O Dia Internacional da Mulher não é uma data festiva, é uma data reflexiva. É um holofote lançado sobre os diferentes desafios vividos pelas mulheres em todo o planeta. Se a conquista de direitos ao longo das décadas é inegável, a queda no bem-estar feminino também é: a felicidade das mulheres tem declinado de maneira absoluta e relativa quando comparada aos homens. Esse fenômeno foi batizado de paradoxo da felicidade feminina.

Com a COVID-19, a vulnerabilidade tornou-se ainda mais evidente. Inúmeros estudos conduzidos ao redor do mundo evidenciaram os riscos ampliados em mulheres para transtornos mentais e comportamentais. Pesquisa capitaneada pela organização CARE mostrou que elas têm quase três vezes mais probabilidade de relatar ansiedade, perda de apetite, incapacidade de dormir e dificuldade em concluir as tarefas diárias. Para chegar a esse resultado, foram ouvidas mais de 10 mil pessoas em 38 países, incluindo os da América Latina.            

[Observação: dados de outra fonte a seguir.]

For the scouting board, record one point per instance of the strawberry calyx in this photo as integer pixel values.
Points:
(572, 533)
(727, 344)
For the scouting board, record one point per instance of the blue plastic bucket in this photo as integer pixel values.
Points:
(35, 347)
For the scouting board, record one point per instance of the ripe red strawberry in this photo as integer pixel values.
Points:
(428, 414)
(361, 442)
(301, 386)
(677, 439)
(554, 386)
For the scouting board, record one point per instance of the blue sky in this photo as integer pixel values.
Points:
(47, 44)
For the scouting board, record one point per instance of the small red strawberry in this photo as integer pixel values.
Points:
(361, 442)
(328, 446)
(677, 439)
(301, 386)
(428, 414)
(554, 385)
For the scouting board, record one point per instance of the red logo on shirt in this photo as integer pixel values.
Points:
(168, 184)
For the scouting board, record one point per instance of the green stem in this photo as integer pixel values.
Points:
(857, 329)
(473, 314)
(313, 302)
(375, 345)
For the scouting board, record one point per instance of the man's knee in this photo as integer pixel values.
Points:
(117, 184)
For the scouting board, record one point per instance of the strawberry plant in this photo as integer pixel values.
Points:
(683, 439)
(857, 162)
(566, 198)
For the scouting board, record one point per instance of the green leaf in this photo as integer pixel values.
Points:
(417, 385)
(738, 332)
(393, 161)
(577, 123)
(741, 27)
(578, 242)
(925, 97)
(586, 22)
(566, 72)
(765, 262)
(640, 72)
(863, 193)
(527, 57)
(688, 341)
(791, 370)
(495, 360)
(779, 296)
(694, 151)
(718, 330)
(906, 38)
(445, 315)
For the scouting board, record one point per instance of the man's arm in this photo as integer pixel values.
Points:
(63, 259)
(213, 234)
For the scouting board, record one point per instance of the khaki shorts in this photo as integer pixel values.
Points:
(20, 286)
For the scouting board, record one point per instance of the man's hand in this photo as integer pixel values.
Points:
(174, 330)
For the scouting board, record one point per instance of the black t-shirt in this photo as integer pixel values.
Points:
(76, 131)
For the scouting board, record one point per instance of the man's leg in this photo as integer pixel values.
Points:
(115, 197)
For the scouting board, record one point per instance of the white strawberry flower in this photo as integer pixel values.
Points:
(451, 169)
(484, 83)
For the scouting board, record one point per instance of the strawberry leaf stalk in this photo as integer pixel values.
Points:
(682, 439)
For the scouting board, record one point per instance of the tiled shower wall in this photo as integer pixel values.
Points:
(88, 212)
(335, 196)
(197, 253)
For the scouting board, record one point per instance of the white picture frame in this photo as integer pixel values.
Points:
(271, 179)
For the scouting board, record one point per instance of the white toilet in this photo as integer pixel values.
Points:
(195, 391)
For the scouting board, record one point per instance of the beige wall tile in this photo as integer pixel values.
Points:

As causas são evidentes. Dos milhões de demissões observados nos primeiros meses de pandemia, as mulheres formaram o maior grupo, tanto em países desenvolvidos quanto nas nações em desenvolvimento. Some-se a isso a inequidade na divisão do trabalho doméstico. Ainda segundo o estudo da CARE, nos EUA 55% das mulheres fazem trabalhos relativos aos cuidados com a casa contra apenas 18% dos homens.  No acompanhamento da escola remota, quase toda a carga da atenção às crianças é das mulheres. Além disso, na linha de frente da assistência aos pacientes elas são a maioria, estando sob maior risco e experimentando estigmatização.
           

Com o anúncio de uma nova onda - com cepas mais transmissíveis e lockdowns por todo o País - e o conhecimento que já se possui após um ano de enfrentamento da pandemia, é emergencial que se escreva um capítulo protetivo para a saúde mental das mulheres. E que se beba no que a ciência já sabe sobre resiliência para fazê-lo.

Compreendida como uma habilidade, a resiliência pode e deve ser adquirida e desenvolvida, sendo compreendida como a capacidade de navegar em busca de recursos para enfrentamento das adversidades. Dos fatores pessoais, destacam-se a autoconsciência e a autorregulação. A primeira requer que se aprenda a reconhecer emoções, pensamentos e fisiologia e a segunda está relacionada à capacidade de acalmar essas mesmas emoções, pensamentos e fisiologia. Práticas contemplativas, como meditação e mindfulness, têm se mostrado eficazes nesse sentido, sendo oferecidas em diferentes plataformas gratuitas.

Ainda no âmbito individual, o fortalecimento mental promove ganhos de resiliência. Esse é o caso do desenvolvimento de perspectiva positiva. De maneira breve, um dos exercícios consiste em olhar para aquilo que constitui uma adversidade e usando da escrita reflexiva responder: qual é o pior desfecho para essa situação, qual é o desfecho ideal e qual é o mais realístico. Nunca é demais lembrar que a maioria das tragédias existiram apenas no âmbito mental.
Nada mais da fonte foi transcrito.